Six beetles with shiny green and brown shells on a leaf with bite marks.
Japanese scarab beetles (Popillia japonica) are a significant pest and strictly quarantined outside Japan. Female beetles attract mates with a mating hormone, japonilure, but males only respond to one mirror-image version of the molecule. Working with a related beetle found in southeast Asia, Anomala corpulenta, U.S. and Chinese researchers have now been able to identify the receptors that allow these insects to distinguish between mirror versions of their mating hormones. The knowledge could lead to new ways to detect, monitor and control invasive pests. (Getty Images)

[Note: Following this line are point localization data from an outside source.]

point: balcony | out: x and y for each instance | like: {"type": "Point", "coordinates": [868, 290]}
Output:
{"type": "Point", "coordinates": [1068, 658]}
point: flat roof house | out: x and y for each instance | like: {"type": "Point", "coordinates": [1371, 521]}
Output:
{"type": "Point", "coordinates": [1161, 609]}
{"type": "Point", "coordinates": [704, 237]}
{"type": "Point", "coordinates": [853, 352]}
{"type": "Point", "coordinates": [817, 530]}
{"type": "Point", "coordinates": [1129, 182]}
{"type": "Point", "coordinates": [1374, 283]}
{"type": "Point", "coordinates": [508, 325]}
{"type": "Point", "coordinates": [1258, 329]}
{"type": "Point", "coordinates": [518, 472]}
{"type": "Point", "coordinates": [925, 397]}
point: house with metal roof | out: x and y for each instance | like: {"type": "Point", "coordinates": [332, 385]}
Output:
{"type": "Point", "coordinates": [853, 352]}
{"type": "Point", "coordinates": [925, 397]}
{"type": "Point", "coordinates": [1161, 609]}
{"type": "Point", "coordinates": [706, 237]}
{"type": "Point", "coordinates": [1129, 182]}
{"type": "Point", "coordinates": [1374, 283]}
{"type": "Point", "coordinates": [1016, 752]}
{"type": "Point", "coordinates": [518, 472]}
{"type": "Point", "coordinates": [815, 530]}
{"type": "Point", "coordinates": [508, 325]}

Mirror Image Pheromones Help Beetles Swipe Right

There are many ways to communicate with prospective romantic partners: If you are a Japanese scarab beetle, it’s a matter of distinguishing left from right. New work from U.S. and Chinese scientists, published this week in Proceedings of the National Academy of Sciences, shows how these beetles use mirror-image pheromones to find a mate. The work could lead to better monitoring and control of significant agricultural pests.

The Japanese beetle, Popillia japonica, is a major agricultural pest that cannot be legally imported into the United States. In 1977, researchers discovered that females of P. japonica attract males with a pheromone, japonilure. Like most biological molecules, japonilure can exist in two forms that are mirror images of each other, the R-form and S-form. R-japonilure attracts males but S-japonilure repels them.

Twenty years later, Walter Leal, now professor of molecular and cellular biology at the University of California, Davis, and senior author on the new paper, discovered that a different, closely related scarab beetle, Anomala osakana, also uses japonilure as a sex pheromone, but the other way round: the S-form attracts males and the R-form repels them.